あたしたちの活動に否定的な蟻早さんが、どうしてそんなことを言うのか。

「人生観変わるかもよ」

「もう変わってますよ。あたしは」

 あの患者さんに出会って、あたしは自分の気持ちを思い出した。昔の『碧楼閣』への憧れ。あの時の『碧楼閣』に戻したい。欲を言うならば、『蕉風館』を越えたい。この温泉街の中で、『碧楼閣』を一番にしたい。一番の旅館の仲居として、働きたい。あたしの夢だ。

 こっこ! 怒鳴りつけるような声になってきた。これ以上遅れると、食べられる品数が減ってしまう。あたしは急いで階段を駆け下りた。

 厨房は一回の奥にある。わくわくと暖簾を潜れば、そこには料理長と女将さんがいた。備え付けのクーラーはない。窓を全開にして、扇風機を回している。風が出るとよくないので、調理中は閉めているらしい。完全に蒸し風呂状態だ。あまり考えたくない。

「遅い」

 女将さんの叱責に肩を竦めながら、あたしは流し台の上いっぱいに置かれている料理に目を向ける。どれもこれも、改装リニューアルのための新作だ。遠慮なく、端から順番に、箸で摘まんでは口へ放り込んでおく。

「おいしい、おいしい」

それしか言わないあたしに、女将さんは呆れている。

「もっとないんさね」

「ない! うまい! それだけっす」

 黄色のゼリーは口直し用のものだろう。一口食べてみる。柚子の爽やかな風味がさっぱりとしている。デザートにしてもいいくらいだ。もう一口、と大きく口を開けた時、

ドンドンドンドン……

太鼓の音だ。スプーンからゼリーと取りこぼしそうになった。おっとっとと態勢を立て直して口に入れる。

「コースのメインは何ですか?」

「和牛のステーキか、鮭鍋だな」

「おおー」

「締めははらこ丼だな」

 はらこ丼。この辺では名物だ。専門のお店は、この温泉街にも市街地の方にも数軒ある。

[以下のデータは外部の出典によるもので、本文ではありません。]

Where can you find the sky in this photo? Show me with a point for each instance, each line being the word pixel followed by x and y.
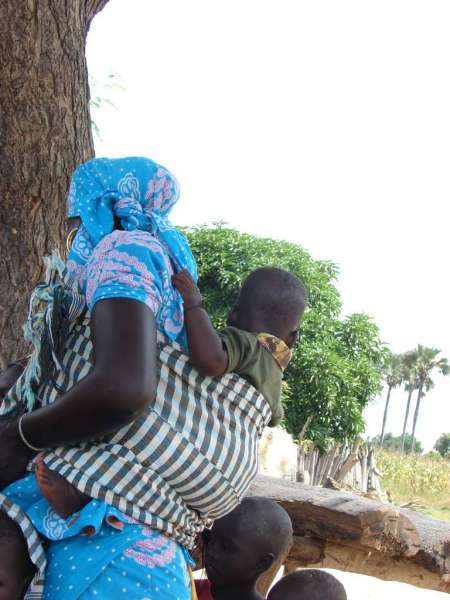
pixel 323 123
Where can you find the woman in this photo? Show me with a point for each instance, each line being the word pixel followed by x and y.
pixel 161 451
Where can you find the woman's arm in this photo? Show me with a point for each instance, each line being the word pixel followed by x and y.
pixel 206 351
pixel 119 387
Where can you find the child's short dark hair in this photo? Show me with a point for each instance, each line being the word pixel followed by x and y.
pixel 308 584
pixel 270 293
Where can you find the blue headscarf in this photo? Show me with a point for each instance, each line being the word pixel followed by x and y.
pixel 135 195
pixel 138 193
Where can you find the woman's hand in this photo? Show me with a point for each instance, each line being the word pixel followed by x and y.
pixel 190 293
pixel 14 455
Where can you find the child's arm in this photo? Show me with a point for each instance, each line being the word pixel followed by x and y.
pixel 206 351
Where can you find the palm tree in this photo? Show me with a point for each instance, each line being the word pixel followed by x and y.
pixel 427 361
pixel 412 383
pixel 393 376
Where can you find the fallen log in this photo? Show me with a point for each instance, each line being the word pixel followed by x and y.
pixel 339 530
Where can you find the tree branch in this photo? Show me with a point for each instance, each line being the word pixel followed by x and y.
pixel 92 8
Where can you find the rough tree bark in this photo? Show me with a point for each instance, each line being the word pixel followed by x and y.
pixel 45 132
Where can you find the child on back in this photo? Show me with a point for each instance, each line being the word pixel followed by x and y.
pixel 241 546
pixel 263 327
pixel 308 584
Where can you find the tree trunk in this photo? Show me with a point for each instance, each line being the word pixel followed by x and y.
pixel 45 132
pixel 405 424
pixel 416 416
pixel 386 406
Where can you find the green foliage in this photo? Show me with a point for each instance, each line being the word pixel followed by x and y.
pixel 101 93
pixel 336 369
pixel 394 369
pixel 394 443
pixel 442 445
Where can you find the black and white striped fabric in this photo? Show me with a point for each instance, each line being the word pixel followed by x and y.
pixel 185 462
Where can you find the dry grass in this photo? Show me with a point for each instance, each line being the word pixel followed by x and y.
pixel 424 480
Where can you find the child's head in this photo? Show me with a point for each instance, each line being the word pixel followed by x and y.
pixel 271 300
pixel 308 584
pixel 16 568
pixel 245 543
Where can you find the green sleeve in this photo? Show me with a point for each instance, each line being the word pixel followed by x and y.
pixel 237 346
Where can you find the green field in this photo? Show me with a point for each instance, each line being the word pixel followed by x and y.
pixel 423 480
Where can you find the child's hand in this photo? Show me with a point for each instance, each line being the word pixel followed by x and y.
pixel 190 293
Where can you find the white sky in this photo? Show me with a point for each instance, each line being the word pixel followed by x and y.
pixel 325 123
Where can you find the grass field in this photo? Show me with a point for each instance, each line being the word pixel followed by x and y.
pixel 424 480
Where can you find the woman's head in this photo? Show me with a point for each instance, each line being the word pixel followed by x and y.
pixel 245 543
pixel 128 190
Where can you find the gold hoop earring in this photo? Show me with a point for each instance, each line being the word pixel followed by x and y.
pixel 70 238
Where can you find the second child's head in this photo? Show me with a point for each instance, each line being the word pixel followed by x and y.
pixel 272 301
pixel 308 584
pixel 246 542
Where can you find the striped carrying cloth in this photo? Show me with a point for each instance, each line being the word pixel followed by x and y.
pixel 187 460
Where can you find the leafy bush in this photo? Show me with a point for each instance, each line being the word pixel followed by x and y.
pixel 335 371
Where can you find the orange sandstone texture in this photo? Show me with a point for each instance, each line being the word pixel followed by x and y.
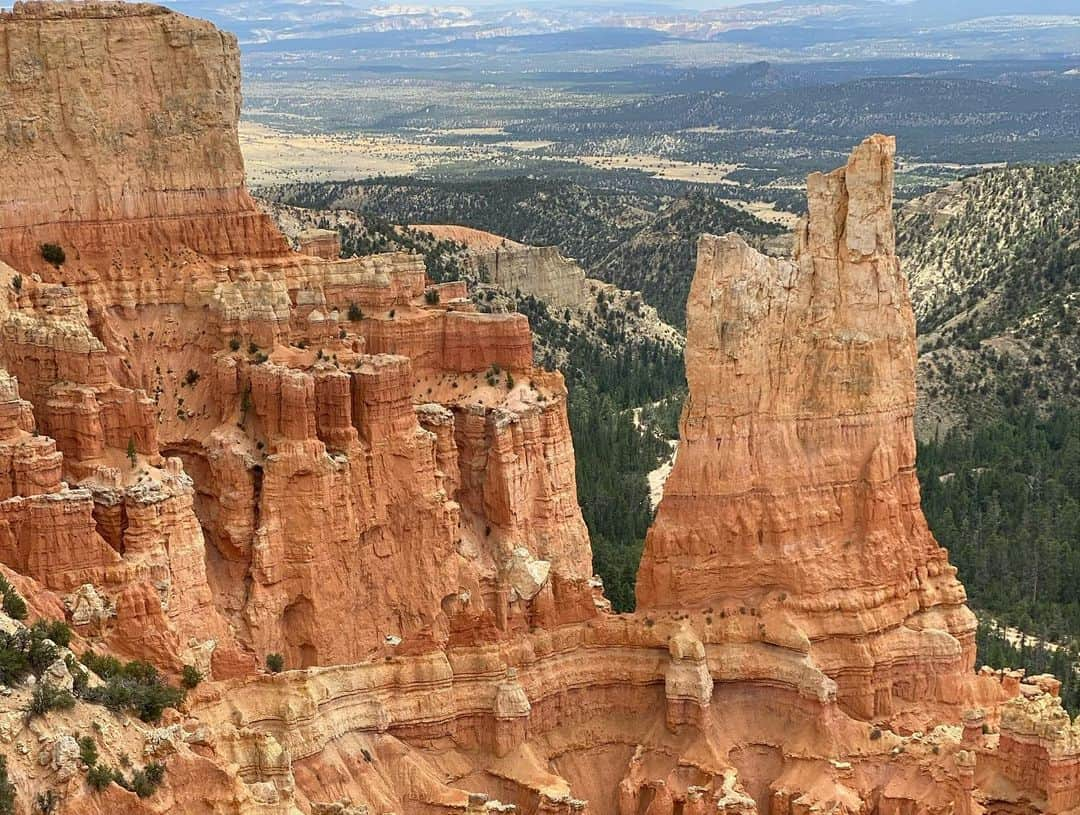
pixel 213 448
pixel 795 492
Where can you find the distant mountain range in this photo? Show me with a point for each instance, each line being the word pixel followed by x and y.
pixel 1008 27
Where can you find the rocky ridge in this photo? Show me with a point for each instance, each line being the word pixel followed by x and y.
pixel 204 459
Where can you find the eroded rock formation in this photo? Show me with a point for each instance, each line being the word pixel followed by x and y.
pixel 213 448
pixel 794 492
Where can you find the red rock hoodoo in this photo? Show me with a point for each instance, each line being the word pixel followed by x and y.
pixel 795 492
pixel 213 448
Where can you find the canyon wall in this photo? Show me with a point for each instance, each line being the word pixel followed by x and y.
pixel 797 437
pixel 214 449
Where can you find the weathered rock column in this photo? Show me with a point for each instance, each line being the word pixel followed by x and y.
pixel 512 711
pixel 688 684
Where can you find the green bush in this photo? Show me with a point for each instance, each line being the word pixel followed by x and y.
pixel 57 630
pixel 30 650
pixel 145 782
pixel 48 697
pixel 53 254
pixel 136 687
pixel 46 801
pixel 14 606
pixel 100 776
pixel 88 750
pixel 7 789
pixel 190 677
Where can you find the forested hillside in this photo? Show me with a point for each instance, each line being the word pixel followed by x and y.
pixel 660 258
pixel 613 362
pixel 994 262
pixel 995 268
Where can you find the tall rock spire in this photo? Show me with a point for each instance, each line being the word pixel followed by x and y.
pixel 795 487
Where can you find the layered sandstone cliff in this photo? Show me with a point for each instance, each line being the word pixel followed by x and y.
pixel 794 491
pixel 213 449
pixel 243 432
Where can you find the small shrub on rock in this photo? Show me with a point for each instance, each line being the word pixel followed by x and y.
pixel 7 789
pixel 53 254
pixel 88 750
pixel 136 687
pixel 48 697
pixel 190 677
pixel 100 776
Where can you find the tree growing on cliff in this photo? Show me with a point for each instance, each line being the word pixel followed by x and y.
pixel 53 253
pixel 7 789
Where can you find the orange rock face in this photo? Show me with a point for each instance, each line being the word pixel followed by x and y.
pixel 795 490
pixel 213 449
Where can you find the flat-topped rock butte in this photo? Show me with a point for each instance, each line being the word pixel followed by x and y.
pixel 208 456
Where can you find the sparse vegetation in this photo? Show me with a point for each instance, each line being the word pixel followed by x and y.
pixel 88 750
pixel 7 789
pixel 53 254
pixel 12 602
pixel 190 677
pixel 46 801
pixel 46 697
pixel 100 776
pixel 135 686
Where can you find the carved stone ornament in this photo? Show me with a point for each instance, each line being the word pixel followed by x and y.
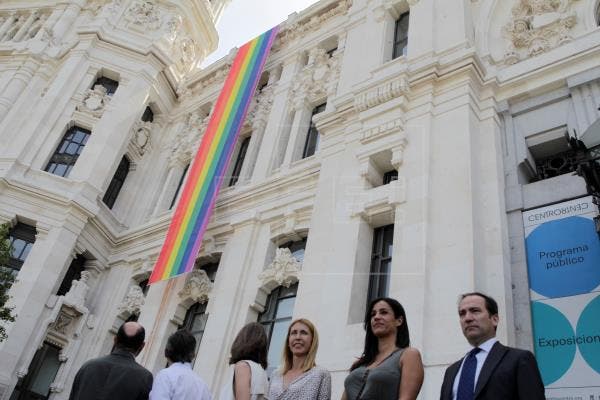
pixel 317 80
pixel 382 93
pixel 78 292
pixel 133 301
pixel 197 287
pixel 283 271
pixel 538 26
pixel 145 14
pixel 258 112
pixel 141 136
pixel 188 138
pixel 62 322
pixel 94 101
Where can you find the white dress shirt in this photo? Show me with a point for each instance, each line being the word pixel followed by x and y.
pixel 179 382
pixel 481 357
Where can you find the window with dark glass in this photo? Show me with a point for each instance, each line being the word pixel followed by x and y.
pixel 148 115
pixel 21 238
pixel 41 374
pixel 211 270
pixel 73 274
pixel 109 84
pixel 381 262
pixel 239 161
pixel 116 183
pixel 276 319
pixel 390 176
pixel 296 248
pixel 312 136
pixel 68 151
pixel 181 179
pixel 195 321
pixel 401 36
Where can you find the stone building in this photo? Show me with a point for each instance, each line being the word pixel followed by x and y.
pixel 391 148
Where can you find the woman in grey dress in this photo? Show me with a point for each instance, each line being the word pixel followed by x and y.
pixel 299 378
pixel 389 369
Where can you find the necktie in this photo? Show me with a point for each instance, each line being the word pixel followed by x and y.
pixel 466 384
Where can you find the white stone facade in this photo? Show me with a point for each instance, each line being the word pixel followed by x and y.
pixel 483 81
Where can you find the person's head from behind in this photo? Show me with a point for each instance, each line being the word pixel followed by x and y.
pixel 130 337
pixel 181 347
pixel 478 314
pixel 250 344
pixel 302 341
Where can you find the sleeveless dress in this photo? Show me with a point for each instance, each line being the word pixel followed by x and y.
pixel 258 382
pixel 380 383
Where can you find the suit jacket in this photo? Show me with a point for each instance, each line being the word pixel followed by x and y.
pixel 114 377
pixel 506 374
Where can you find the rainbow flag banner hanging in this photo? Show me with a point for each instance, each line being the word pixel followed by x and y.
pixel 199 194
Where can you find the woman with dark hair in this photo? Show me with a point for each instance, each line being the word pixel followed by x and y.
pixel 178 381
pixel 247 379
pixel 389 369
pixel 299 378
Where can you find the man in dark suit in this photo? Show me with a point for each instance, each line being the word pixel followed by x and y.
pixel 116 376
pixel 490 371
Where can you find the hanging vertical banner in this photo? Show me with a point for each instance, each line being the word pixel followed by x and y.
pixel 199 194
pixel 563 263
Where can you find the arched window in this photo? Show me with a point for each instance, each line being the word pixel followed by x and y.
pixel 276 319
pixel 195 321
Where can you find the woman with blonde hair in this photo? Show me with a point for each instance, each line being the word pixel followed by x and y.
pixel 247 379
pixel 299 378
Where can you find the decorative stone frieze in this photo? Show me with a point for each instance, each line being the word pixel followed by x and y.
pixel 145 14
pixel 283 271
pixel 188 138
pixel 301 28
pixel 133 301
pixel 258 112
pixel 380 94
pixel 382 130
pixel 197 287
pixel 141 137
pixel 537 26
pixel 94 101
pixel 317 80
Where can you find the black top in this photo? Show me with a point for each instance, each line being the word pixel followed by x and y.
pixel 113 377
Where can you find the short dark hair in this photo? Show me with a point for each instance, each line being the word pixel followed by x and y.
pixel 130 343
pixel 181 346
pixel 490 304
pixel 371 342
pixel 250 344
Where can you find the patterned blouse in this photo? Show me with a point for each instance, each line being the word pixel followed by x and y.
pixel 314 384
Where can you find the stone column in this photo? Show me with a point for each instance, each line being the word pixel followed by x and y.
pixel 38 279
pixel 16 85
pixel 111 135
pixel 25 27
pixel 300 125
pixel 68 17
pixel 176 168
pixel 277 130
pixel 7 23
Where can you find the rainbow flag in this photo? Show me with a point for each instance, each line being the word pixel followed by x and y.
pixel 199 194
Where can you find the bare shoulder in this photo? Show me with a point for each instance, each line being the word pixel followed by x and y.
pixel 410 355
pixel 242 366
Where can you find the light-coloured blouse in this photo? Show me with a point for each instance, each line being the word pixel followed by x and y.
pixel 314 384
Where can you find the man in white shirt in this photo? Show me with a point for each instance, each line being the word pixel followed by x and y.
pixel 490 371
pixel 179 381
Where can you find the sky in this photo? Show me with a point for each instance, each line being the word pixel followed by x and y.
pixel 243 20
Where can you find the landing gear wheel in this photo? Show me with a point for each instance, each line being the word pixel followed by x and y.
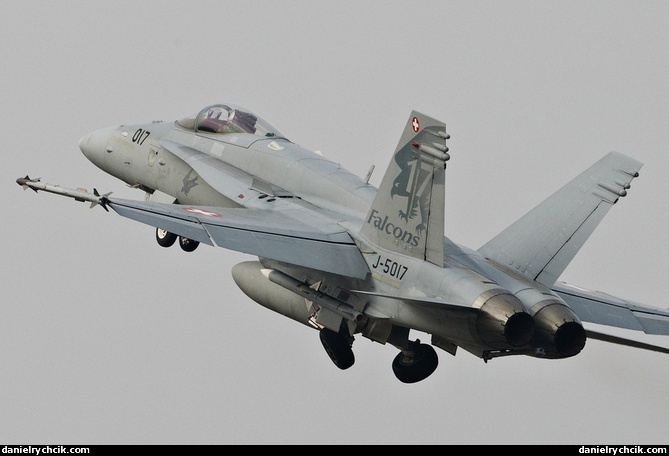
pixel 165 238
pixel 187 245
pixel 338 348
pixel 416 363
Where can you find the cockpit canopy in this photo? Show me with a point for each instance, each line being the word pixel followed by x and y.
pixel 227 119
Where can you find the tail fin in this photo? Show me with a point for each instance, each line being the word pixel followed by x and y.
pixel 407 214
pixel 542 243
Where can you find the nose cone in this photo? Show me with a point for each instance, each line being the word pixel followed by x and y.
pixel 94 145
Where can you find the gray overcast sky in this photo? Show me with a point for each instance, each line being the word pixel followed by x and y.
pixel 106 338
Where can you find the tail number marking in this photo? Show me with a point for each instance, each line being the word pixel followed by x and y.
pixel 140 136
pixel 390 267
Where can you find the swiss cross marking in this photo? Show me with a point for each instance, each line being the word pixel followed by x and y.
pixel 415 124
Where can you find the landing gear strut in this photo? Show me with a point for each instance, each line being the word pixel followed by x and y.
pixel 415 363
pixel 165 238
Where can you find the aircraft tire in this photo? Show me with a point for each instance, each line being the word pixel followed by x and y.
pixel 337 348
pixel 424 363
pixel 165 238
pixel 187 245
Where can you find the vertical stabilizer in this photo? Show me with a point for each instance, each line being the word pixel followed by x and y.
pixel 407 215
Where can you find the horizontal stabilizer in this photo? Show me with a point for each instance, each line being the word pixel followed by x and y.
pixel 604 309
pixel 622 341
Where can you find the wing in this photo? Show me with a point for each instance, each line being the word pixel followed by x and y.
pixel 542 243
pixel 291 232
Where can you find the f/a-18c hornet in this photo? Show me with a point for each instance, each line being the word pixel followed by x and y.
pixel 345 258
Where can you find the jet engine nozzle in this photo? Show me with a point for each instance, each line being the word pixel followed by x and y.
pixel 559 332
pixel 502 320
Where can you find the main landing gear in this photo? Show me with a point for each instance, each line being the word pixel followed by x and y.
pixel 167 239
pixel 415 363
pixel 338 348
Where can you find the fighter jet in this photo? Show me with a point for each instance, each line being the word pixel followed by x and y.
pixel 347 259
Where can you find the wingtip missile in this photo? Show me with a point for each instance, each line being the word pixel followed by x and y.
pixel 79 194
pixel 23 182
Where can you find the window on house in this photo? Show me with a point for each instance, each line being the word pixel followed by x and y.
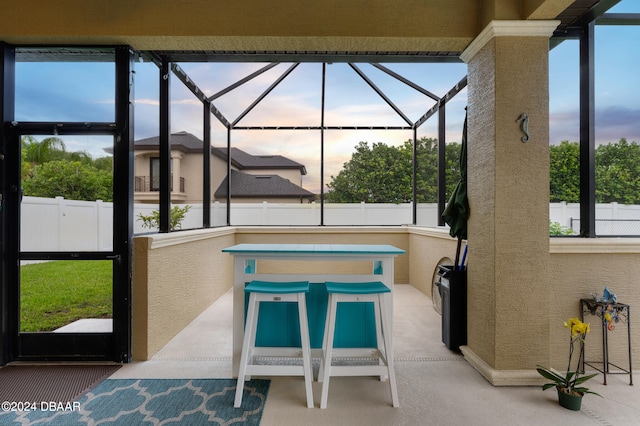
pixel 154 174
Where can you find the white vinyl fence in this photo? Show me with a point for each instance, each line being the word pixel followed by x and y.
pixel 67 225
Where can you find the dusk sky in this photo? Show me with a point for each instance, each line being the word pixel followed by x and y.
pixel 84 92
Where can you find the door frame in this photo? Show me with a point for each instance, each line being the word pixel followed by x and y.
pixel 114 346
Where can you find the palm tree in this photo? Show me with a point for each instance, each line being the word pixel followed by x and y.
pixel 40 152
pixel 36 152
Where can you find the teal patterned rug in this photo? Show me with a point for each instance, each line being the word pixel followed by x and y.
pixel 152 402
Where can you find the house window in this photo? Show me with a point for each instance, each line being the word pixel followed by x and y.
pixel 155 173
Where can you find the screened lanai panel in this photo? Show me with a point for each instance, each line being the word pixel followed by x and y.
pixel 617 132
pixel 65 85
pixel 67 193
pixel 564 138
pixel 66 296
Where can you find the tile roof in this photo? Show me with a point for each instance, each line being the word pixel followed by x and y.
pixel 187 142
pixel 263 186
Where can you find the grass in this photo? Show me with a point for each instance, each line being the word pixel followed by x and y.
pixel 54 294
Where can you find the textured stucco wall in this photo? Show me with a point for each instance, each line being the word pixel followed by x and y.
pixel 508 186
pixel 584 266
pixel 173 283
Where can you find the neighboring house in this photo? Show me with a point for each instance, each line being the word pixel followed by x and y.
pixel 254 178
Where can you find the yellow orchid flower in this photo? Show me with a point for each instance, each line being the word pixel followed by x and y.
pixel 571 322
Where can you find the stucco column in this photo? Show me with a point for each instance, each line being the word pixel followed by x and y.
pixel 508 184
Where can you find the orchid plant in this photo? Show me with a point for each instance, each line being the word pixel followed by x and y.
pixel 571 382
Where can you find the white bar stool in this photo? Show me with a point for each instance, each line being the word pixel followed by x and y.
pixel 358 292
pixel 266 291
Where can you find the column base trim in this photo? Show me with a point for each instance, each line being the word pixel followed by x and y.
pixel 501 377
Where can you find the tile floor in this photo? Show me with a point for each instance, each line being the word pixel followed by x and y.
pixel 436 386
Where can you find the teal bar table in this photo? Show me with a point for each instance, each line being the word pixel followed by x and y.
pixel 247 257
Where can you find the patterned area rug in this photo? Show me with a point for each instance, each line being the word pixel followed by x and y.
pixel 152 402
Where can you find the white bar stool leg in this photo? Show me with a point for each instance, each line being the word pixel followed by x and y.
pixel 306 348
pixel 388 356
pixel 327 349
pixel 247 346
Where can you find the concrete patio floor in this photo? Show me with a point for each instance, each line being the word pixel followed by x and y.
pixel 436 386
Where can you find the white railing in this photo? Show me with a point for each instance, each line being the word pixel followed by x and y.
pixel 67 225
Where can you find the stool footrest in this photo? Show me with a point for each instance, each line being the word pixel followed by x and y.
pixel 359 370
pixel 275 370
pixel 263 351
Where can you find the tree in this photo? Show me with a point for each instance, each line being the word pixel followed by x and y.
pixel 48 170
pixel 565 172
pixel 384 174
pixel 71 180
pixel 617 171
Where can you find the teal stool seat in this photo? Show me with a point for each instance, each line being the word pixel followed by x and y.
pixel 271 287
pixel 268 291
pixel 368 292
pixel 357 288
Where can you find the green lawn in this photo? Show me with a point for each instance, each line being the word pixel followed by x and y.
pixel 54 294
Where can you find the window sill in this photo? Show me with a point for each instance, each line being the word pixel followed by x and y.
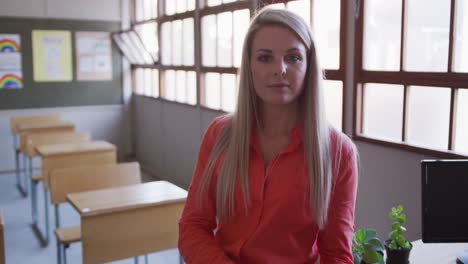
pixel 411 148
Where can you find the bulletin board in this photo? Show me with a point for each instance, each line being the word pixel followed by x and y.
pixel 74 92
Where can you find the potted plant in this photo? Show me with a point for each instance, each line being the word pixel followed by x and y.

「こっこ、何か意見はないかい? 最近の若者じゃ、写真映えするのが人気なんだろう?」

 今日はよく意見を求められる日だ。

「そりゃ、見た目は大事です。思い出に残るし。でも、だからって必要以上に、はらこ乗っけたり、凝ったりしなくてもいいと思うんですよね。いままで通り、真心込めたおもてなしすれば、それだけで」

「なに当たり前のこと言ってんだい」

 女将さんは口を曲げて、あたしと同じようにゼリーを摘まむ。うん、美味しいわね。その言葉に、料理長は低頭する。

 ドンドンドンドン……

さっきから太鼓の音が気になる。折角、目の前においしい料理があると言うのに、あの二人の太鼓が気になって仕方ない。

 太鼓じゃない。あたしのすべきことは、『碧楼閣』の仕事だ。

「今日はいいのかい?」

「い、いいです。これ以上、仕事に穴開けてられないんで」

「別に困ることはないけどね」

 バッサリ言われてしまった。がっくりと肩を落として、はらこ丼に手を付ける。大きな粒が、口の中でぶちぶちと弾ける。醤油だれがいい塩梅だ。幸せである。

「一番おいしかった時のご飯って、なかなか忘れられないもんじゃないですか。その時のご飯が、『碧楼閣』のご飯だったらいいなあって思うんすよね。ご飯自体がおいしいのは勿論なんですけど、たぶんきっと、誰と食べてたとか、どこで食べてたとか、どんな雰囲気だったかとか。それらが合わさって、美味しいごはんって思い出が残るんすよ。きっとそれは、写真よりも色鮮やかに残るっす」

「あんたの一番の御馳走はなんだったのかい」

「決まってるじゃないですか。子供の時に食べた『碧楼閣』のご飯です」

「ああ、そう」

 自分の旅館が褒められたのに、女将さんは表情を崩さない。

「じゃあ一番楽しかった時は」

 一番楽しかった時。

「今っすね」

 専門は、実習がつらいしか頭になかった。ふらふらしている時も、まあまあ楽しかったが、かつての同級生が病院で働き始めたと聞くたびに、焦りを感じていた。それらに比べれば、今、一番働きたかったところで働くことができている。蟻早さんや女将さんはあたしに辛辣だし、新人ちゃんにも逃げられたけど、料理はおいしいし、初代『碧楼閣』の写真をいつでも見ることができる。幸せだ。

「太鼓じゃないの?」

 予期せぬ言葉に、口元から、はらはらとはらこが落ちていく。

「……ちがいますよお」

 手をひらひらとさせようかと思ったが、右手には箸、左手にはお茶碗と持っていた。仕方ないので、首をブンブンと振って見せる。女将さんはそうさね、と鼻を鳴らした。

 太鼓の音はもう止まっている。あたしの心臓はまだドキドキとしていた。